I realize that by posting my rant on the internet (especially the pit) i am opening myself up for scrutiny, i don’t care. I realize people may see fit to citisize my grammar or spelling or incoherent flow…if you’re smug enough to do a shitty thing like then i hope the tiny boost you get in confidence at my expense makes your life happier…i really do. I make no appologies for the content or format of my thoughts as i am typing this under the influence of heavy emotion and it is my way to feel GOOD and somehow get this OUT, not presented for your entertainment so either read it or don’t.
After years i am finally convinced that females only pretend to want balance, sanity, and kindness in a man. They only pretend to want to be treated with respect and not be objectified…in fact they THRIVE on unstable and abusive realationships. Pay no attention to thier pleading of wanting a “sensitive man”, someone responsible, intelligent, supportive, and empathetic…behaving in such a way will only designate you as “friend” status or grant you “sisterly” love. No the way to truely please a lady is to be a VILE, disquisting, HORNY pig with no regard for anyone but yourself. Taking an active intrest in said lady’s life will only give you the privelage of seeing her cry after every abusive exchange…but don’t bother trying to help her tackle her insecurities and make a better life for herself…this misery is what she really craves.

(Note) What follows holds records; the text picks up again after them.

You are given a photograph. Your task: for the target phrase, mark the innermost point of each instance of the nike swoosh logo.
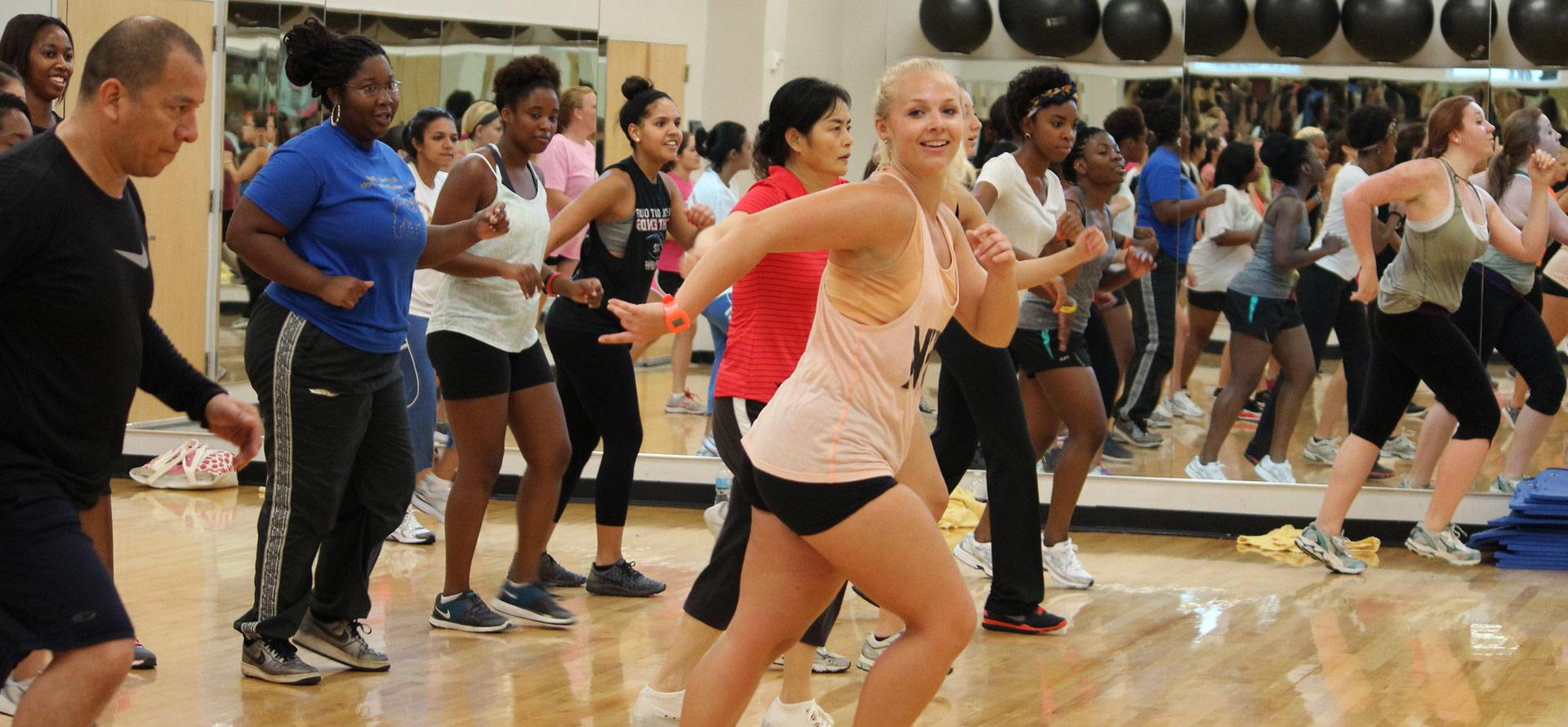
(137, 257)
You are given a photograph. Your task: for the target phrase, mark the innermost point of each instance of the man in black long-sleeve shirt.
(76, 342)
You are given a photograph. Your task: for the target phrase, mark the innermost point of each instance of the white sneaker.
(1321, 450)
(684, 403)
(1183, 406)
(974, 554)
(797, 715)
(714, 516)
(657, 708)
(1275, 472)
(412, 532)
(1198, 471)
(430, 496)
(11, 694)
(1399, 447)
(1063, 566)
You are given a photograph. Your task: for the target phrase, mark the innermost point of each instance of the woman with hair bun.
(333, 221)
(1414, 337)
(492, 368)
(1261, 309)
(627, 212)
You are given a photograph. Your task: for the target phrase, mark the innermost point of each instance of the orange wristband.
(676, 320)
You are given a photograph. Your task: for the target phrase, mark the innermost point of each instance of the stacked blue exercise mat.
(1535, 533)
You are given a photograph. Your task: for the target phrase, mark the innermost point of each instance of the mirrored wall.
(1245, 69)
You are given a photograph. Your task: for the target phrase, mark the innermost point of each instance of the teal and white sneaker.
(466, 613)
(532, 602)
(974, 554)
(1330, 551)
(1445, 546)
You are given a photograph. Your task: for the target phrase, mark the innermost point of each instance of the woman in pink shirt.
(568, 163)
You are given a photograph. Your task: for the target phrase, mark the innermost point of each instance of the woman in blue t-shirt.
(1169, 203)
(332, 220)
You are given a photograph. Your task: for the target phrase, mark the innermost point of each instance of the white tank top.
(852, 408)
(492, 309)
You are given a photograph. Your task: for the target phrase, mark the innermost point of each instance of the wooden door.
(177, 201)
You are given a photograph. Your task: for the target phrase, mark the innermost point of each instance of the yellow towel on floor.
(1280, 546)
(963, 510)
(1283, 539)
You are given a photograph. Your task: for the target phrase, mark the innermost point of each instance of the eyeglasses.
(375, 90)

This revelation comes as an unpleasant suprise to me because i like to think the best for humanity, that deep down we are all truely caring people who look out for each other, but all that good will crap is song and dance to cover the fact that we are little more than chimpanzees flinging our crap at each other, we are PRIMAL and SELFISH by nature. Everyone is loaded with insecurities given to them by media and culture, i’m beggining to think that “love” is nothing more than our selfish need fill those gaps insecurity creates, that we convince ourself we care for someone just so that we may be cared for ourselves. If anyone has any PHILOSOPHY that can help convince me i’m going down the dark path with this thinking please present it…or maybe that’s just wishfull thinking.